Queen’s shoulders sagged as years of guilt seemed to weigh her down. I recognized that burden; I’d carried similar ones.

“But now,” I continued, my voice dropping lower, “it’s time to let someone else protect you for a change.”

She looked up at me, confusion and something like hope flickering in her eyes. “What are you saying?”

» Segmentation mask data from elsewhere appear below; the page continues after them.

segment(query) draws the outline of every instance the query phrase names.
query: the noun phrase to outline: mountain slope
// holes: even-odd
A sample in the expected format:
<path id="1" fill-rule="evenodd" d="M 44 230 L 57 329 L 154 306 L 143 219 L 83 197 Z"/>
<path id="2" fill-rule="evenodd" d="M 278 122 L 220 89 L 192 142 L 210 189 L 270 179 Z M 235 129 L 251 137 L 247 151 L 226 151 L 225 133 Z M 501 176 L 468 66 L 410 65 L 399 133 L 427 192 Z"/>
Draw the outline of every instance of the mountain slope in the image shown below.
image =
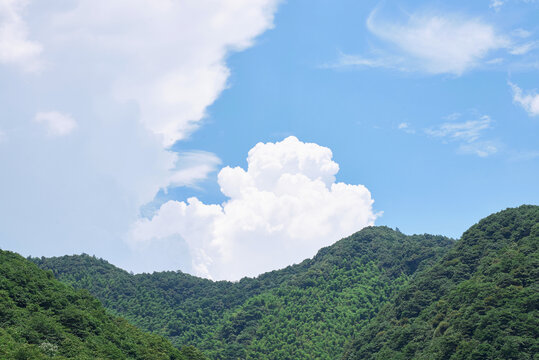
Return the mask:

“I’m saying let me carry this for you. I’m handling Smoke. Let me be the one who makes sure nothing touches what’s mine.” The possessiveness in my voice surprised even me, but I meant every word. “You’ve been fighting alone long enough, Queen.”

“I don’t know how to stop fighting,” she admitted, her voice small. “I don’t know how to let someone else take control.”

“I’m not asking you to stop being who you are,” I said, brushing a tear from her cheek with my thumb. “Just make room for me to stand beside you. Behind you when you need backup. In front of you when there’s danger.”

She closed her eyes, leaning into my touch. “I’m scared,” she whispered.

“Of what?”

“Of letting someone in. Of trusting someone else to have my back.” Her eyes opened, raw with honesty. “Every time I’ve trusted someone, they’ve either betrayed me or left me.”

“I ain’t going nowhere,” I promised, and I meant it more than I’d meant anything in a long time. And that shook me to my core.